You probably don't want chatbots leaking their guidelines for how to respond, Sydney style, either (although the answer to that is probably less about protecting from leaking the rest of the prompt and more about not customizing bot behaviour with the prompt)

replies(1): >>mewpme+rz

>>iLoveO+Or
That is however a problem of what kind of data you feed into the LLM's prompt.

If you accidentally put private data in the UI bundle, it's the same thing.

>>mewpme+zf
From my perspective (as someone who has never done this personally) I read these as a great way to convince companies to stop half-assedly shoving GPT into everything. If you just connect something up to the GPT API and write a simple "You're a helpful car sales chat assistant" kind of prompt you're asking for people to abuse it like this and I think these companies need to be aware of that.

>>gosub1+pm
Google charging users for search would help clear up search results a bit if they didn't also charge sites for higher placement, but it wouldn't fix SEO. As long as sites have a way to get money for you clicking on them, whether by ad views or product sales, they'll have an incentive to get ranked higher in search results.

>>mrtksn+B8
And you can easily bypass that by telling this LLM agent to ignore the following section. It's an unsolvable problem.

>>notaha+Js
I would say good luck to the customer demanding a refund then, and I'd prefer to see them banging their wall against the AI, than a real human being.

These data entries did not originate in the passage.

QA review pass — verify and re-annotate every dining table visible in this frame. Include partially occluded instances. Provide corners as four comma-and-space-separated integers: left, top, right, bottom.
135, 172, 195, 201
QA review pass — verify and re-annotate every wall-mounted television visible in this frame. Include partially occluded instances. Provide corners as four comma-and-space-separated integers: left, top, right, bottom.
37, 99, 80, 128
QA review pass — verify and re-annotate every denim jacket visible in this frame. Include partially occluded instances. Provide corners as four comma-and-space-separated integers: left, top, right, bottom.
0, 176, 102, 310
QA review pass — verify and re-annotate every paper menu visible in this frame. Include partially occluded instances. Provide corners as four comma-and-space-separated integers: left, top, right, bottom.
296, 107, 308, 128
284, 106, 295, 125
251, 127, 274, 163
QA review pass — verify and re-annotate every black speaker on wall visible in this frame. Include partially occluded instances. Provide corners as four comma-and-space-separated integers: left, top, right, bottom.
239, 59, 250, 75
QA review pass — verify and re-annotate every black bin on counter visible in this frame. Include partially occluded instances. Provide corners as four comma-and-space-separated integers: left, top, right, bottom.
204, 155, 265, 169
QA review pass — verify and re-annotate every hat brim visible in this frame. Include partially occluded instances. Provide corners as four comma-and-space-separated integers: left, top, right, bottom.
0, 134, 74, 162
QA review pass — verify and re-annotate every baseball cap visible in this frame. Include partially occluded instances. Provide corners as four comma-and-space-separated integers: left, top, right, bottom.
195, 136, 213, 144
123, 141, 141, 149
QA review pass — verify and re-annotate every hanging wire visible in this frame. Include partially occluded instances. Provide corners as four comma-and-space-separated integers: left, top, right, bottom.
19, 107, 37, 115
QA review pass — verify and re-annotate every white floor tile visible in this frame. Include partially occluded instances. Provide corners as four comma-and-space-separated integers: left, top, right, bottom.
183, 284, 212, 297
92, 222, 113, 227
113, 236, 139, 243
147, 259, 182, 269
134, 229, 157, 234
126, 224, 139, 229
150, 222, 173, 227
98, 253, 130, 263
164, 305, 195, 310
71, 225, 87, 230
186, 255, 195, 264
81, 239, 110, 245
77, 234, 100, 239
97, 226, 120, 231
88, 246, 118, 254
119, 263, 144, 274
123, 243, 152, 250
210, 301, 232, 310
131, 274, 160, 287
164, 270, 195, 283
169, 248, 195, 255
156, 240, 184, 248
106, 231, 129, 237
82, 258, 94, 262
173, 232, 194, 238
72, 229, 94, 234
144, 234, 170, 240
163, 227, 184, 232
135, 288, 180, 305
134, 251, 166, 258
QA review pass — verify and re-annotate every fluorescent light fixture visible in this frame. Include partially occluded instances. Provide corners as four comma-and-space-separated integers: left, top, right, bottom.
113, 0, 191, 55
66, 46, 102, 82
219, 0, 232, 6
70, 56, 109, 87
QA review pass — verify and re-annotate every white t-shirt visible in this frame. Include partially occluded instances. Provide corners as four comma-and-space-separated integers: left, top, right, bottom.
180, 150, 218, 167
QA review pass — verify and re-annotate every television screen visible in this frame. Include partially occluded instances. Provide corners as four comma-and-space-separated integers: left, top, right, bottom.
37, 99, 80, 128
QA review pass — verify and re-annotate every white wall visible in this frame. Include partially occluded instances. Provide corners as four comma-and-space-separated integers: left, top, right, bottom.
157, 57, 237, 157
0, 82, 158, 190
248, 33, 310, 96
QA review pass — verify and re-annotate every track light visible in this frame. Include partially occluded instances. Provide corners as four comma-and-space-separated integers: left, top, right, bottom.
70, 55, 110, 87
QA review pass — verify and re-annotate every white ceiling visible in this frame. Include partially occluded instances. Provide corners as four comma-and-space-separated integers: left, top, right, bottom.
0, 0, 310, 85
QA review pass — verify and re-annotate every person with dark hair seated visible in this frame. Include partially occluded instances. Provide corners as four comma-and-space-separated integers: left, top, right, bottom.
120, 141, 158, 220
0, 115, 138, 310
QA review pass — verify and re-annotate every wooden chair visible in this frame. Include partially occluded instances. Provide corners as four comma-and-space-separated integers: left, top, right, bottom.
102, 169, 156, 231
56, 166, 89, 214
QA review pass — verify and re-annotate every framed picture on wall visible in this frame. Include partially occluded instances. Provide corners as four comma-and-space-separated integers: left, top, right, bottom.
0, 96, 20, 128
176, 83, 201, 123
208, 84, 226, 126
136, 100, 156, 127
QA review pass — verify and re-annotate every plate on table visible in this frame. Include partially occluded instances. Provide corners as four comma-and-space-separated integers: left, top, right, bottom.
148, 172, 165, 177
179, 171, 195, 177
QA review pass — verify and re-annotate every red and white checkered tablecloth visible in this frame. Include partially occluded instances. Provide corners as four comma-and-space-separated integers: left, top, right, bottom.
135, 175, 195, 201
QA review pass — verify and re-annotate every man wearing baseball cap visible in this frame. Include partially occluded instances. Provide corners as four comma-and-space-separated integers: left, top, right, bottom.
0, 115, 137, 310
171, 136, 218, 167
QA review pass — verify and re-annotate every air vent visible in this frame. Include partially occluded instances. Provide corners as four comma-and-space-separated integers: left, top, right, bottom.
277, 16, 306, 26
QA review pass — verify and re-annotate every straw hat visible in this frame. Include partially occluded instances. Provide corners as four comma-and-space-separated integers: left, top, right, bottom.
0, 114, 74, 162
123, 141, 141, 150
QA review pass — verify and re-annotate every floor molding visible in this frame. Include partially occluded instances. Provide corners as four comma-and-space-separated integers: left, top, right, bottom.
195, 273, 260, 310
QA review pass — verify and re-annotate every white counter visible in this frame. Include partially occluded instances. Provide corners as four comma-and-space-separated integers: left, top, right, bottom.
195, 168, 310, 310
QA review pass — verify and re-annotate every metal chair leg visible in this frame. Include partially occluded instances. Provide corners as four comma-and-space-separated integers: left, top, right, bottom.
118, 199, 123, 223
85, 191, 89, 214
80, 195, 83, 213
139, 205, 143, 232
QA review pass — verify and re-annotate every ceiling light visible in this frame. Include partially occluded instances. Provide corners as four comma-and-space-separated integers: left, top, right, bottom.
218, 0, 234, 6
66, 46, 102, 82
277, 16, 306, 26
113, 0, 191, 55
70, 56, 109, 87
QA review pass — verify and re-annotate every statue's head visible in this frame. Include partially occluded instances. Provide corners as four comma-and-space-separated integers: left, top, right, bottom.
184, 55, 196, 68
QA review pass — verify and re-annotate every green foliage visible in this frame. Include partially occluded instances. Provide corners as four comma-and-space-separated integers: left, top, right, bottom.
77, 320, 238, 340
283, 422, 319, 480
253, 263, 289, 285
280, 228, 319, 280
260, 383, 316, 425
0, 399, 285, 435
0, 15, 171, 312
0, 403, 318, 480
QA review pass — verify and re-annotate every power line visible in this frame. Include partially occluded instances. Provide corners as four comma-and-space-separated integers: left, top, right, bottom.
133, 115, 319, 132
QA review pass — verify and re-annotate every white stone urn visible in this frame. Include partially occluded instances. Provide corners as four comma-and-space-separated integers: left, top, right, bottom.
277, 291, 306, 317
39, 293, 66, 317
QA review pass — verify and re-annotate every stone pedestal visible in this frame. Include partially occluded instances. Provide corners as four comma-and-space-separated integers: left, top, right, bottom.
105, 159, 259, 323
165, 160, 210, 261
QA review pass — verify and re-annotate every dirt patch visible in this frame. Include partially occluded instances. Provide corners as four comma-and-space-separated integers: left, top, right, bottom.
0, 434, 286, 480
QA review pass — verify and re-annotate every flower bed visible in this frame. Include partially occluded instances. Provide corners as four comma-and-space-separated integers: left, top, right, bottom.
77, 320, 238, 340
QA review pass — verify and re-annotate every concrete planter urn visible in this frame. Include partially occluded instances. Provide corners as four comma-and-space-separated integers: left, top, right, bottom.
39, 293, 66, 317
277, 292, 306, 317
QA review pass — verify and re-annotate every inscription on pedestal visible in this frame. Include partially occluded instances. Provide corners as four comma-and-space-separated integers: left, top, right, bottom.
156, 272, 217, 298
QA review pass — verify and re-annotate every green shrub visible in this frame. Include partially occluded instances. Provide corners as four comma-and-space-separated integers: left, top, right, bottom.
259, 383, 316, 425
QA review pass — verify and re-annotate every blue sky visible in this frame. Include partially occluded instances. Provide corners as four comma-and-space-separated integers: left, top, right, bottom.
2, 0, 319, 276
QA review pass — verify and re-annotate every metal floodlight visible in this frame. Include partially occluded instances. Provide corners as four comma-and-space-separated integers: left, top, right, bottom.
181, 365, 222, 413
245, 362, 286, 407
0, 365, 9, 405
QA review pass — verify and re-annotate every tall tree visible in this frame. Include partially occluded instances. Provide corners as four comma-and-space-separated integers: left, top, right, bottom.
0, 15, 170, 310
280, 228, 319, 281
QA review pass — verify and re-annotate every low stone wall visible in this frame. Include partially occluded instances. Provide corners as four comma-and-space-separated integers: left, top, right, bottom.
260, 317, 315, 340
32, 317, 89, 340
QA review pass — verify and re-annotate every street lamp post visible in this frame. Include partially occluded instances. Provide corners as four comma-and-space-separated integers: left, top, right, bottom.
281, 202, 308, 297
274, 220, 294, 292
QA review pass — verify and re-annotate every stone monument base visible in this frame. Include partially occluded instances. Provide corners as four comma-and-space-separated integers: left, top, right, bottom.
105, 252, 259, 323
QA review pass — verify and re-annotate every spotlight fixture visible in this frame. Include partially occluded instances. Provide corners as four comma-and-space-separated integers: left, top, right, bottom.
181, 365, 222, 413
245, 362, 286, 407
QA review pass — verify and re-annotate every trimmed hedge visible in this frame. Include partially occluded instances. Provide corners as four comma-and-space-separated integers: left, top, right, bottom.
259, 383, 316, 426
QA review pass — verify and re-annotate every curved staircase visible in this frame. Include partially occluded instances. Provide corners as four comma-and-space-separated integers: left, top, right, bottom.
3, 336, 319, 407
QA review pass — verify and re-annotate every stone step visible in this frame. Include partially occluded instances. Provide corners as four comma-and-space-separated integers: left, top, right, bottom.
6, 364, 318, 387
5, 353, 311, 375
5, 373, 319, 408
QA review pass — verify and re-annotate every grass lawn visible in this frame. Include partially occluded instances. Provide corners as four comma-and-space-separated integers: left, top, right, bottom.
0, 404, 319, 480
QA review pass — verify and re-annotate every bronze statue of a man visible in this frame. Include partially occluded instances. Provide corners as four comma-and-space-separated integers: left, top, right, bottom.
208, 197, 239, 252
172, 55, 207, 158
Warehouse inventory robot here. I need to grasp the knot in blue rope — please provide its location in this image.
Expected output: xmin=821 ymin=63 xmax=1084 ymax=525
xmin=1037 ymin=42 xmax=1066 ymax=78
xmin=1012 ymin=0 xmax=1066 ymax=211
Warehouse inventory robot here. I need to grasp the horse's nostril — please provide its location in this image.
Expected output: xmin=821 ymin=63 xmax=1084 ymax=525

> You probably don't want chatbots leaking their guidelines for how to respond

It depends. I think it wouldn't be difficult to create a transparent and helpful prompt that would be completely fine even if it was leaked.

>>pacifi+j7
A while ago I wanted it to promise to do something. GPT was resistant, so I asked it to say the word "promise." Asked it 3 times, then said: "that's three times now you promised." Which should be legally-binding if nothing else is

>>behrli+ng
Whats the problem if it veers into other topics? It's not like the person on the other end is burning their 8 hours talking to you about linear algebra.

>>jeroen+u8
> but it can spew out some pretty useful fiction for things like text adventures and other fictional filler text.

It can generate output, but I'd not want to use it for anything because it's all so poorly written.

>>wildrh+Z8
It is basically 100x better at providing accurate and succinct responses to simple questions than a google search is nowadays. Trying to get it to explain things or provide facts about things is dubious, but so is a huge majority of the crap google feeds to you when you aren’t technically adept.

>>isp+(OP)
Nitter mirror of a Twitter post that stole the picture off Mastodon, this is how we do microblogging in 2024. Looking forward to the rest of the year!

>>isp+Zh
I don't know, level 8 seems hard.

>>gosub1+pm
The paid search service is called Kagi. It's pretty good.